The vineyard, over twenty years old, is at an altitude of 400 metres and faces northeast, with a surface area of 0.7 hectares. Its altitude and exposure allow it to benefit from notable temperature changes, which help the vines to develop their aromatic expressiveness.
Grapes are usually picked by hand in the second ten days of September. The bunches are placed in small crates that are transported to the winery without the addition of dry ice or sulphur dioxide. Fermentation takes place in traditional concrete vats of 10 hectolitres, with very thick walls that make temperature control unnecessary. When alcoholic fermentation has ended, the lees are stirred by hand, and racking operations are performed manually.
The wine is matured in the same fermentation vats, and lasts for six months, followed by three more months in the bottle before being ready for sale.
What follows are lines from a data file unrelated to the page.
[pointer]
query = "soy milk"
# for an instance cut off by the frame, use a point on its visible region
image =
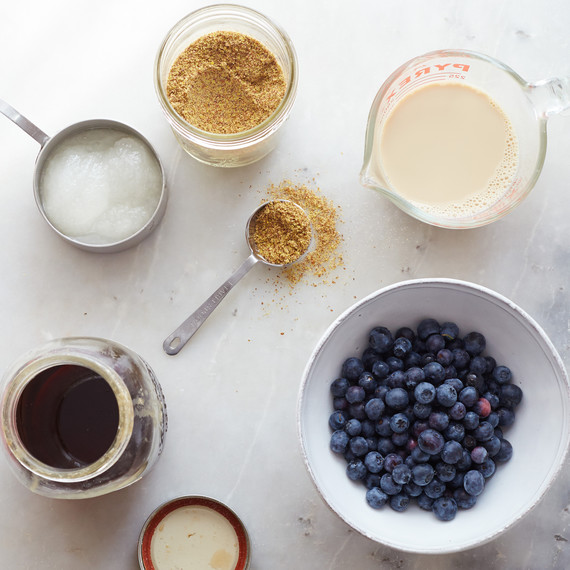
(448, 149)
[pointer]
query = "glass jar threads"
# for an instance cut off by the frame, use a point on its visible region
(81, 417)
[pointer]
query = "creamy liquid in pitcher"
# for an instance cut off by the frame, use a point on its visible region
(449, 149)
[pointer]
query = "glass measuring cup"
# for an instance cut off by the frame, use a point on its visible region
(527, 106)
(49, 145)
(176, 341)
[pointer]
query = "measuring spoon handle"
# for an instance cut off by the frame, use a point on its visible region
(174, 343)
(23, 123)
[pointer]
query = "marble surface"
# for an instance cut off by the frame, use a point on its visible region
(232, 392)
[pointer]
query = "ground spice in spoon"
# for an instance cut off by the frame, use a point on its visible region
(281, 232)
(225, 82)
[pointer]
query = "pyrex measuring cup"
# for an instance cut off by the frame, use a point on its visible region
(527, 106)
(50, 144)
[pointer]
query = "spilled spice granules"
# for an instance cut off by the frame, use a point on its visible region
(281, 232)
(326, 256)
(225, 82)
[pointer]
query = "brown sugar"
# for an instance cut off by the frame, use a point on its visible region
(225, 82)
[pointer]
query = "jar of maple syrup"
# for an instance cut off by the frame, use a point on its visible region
(81, 417)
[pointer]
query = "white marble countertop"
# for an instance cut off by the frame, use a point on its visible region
(232, 392)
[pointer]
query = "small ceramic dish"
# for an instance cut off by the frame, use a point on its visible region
(540, 447)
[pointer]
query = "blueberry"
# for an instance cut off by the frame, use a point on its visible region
(412, 490)
(461, 358)
(471, 420)
(337, 420)
(431, 441)
(445, 471)
(506, 417)
(401, 347)
(356, 470)
(492, 446)
(434, 372)
(478, 365)
(355, 394)
(463, 499)
(381, 339)
(482, 407)
(421, 411)
(483, 432)
(396, 379)
(391, 461)
(452, 452)
(372, 480)
(369, 357)
(446, 395)
(339, 441)
(422, 474)
(399, 422)
(424, 502)
(487, 468)
(510, 396)
(380, 370)
(353, 427)
(352, 368)
(374, 462)
(388, 485)
(385, 446)
(413, 376)
(434, 343)
(434, 489)
(383, 428)
(455, 431)
(474, 482)
(339, 387)
(400, 502)
(402, 474)
(479, 454)
(374, 408)
(438, 420)
(376, 498)
(457, 411)
(427, 327)
(505, 453)
(358, 445)
(397, 399)
(367, 381)
(502, 374)
(424, 393)
(449, 330)
(445, 508)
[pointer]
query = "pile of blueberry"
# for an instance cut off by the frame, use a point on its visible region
(420, 415)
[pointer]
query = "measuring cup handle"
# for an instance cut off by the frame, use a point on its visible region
(23, 123)
(174, 343)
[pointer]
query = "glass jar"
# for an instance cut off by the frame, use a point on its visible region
(81, 417)
(242, 148)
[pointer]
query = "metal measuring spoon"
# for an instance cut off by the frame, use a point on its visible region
(176, 341)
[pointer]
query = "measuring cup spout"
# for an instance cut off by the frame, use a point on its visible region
(551, 96)
(25, 124)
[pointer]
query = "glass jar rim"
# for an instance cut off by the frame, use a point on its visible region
(242, 138)
(25, 375)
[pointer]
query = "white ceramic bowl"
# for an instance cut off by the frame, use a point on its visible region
(540, 447)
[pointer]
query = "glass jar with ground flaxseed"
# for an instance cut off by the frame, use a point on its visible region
(204, 59)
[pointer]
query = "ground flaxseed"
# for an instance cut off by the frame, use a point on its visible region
(225, 82)
(326, 256)
(281, 232)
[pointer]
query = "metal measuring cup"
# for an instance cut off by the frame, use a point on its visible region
(48, 146)
(176, 341)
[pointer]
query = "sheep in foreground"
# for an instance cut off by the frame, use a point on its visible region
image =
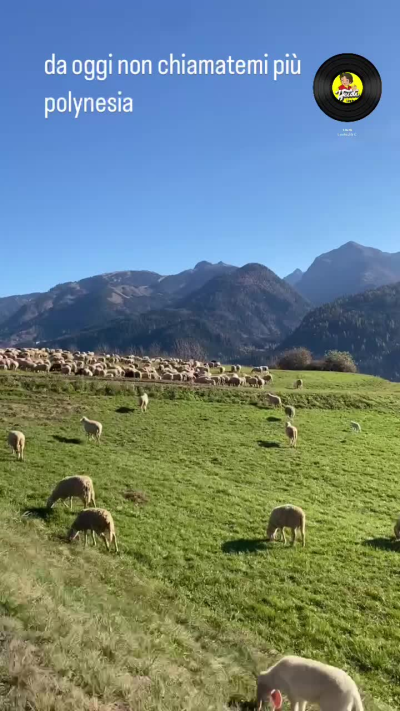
(92, 428)
(287, 516)
(144, 401)
(308, 681)
(355, 426)
(290, 411)
(97, 521)
(274, 400)
(291, 432)
(16, 440)
(80, 487)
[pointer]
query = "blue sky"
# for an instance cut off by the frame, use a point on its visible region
(233, 168)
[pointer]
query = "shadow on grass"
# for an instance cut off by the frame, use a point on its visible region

Description: Straw yellow in colour, with a good intensity. To the nose, the varietal note is perceptible above all in floral and fruity aromas, which while the wine is still young dominate over tertiary notes of hydrocarbons that disappear after aging for at least three to four year in the bottle. Fragrant in the mouth, with a good balance between viscosity and freshness.
Pairings: Raw crustaceans and steamed fish flavoured with Mediterranean spices. I suggest serving at 11°C in a large glass.
I suggest decanting all the wines 15 minutes before drinking. Any presence of tartrates at the bottom of the bottle is an indication of the natural winemaking process. These deposits have absolutely no effect on the taste and bouquet expressed by the wine.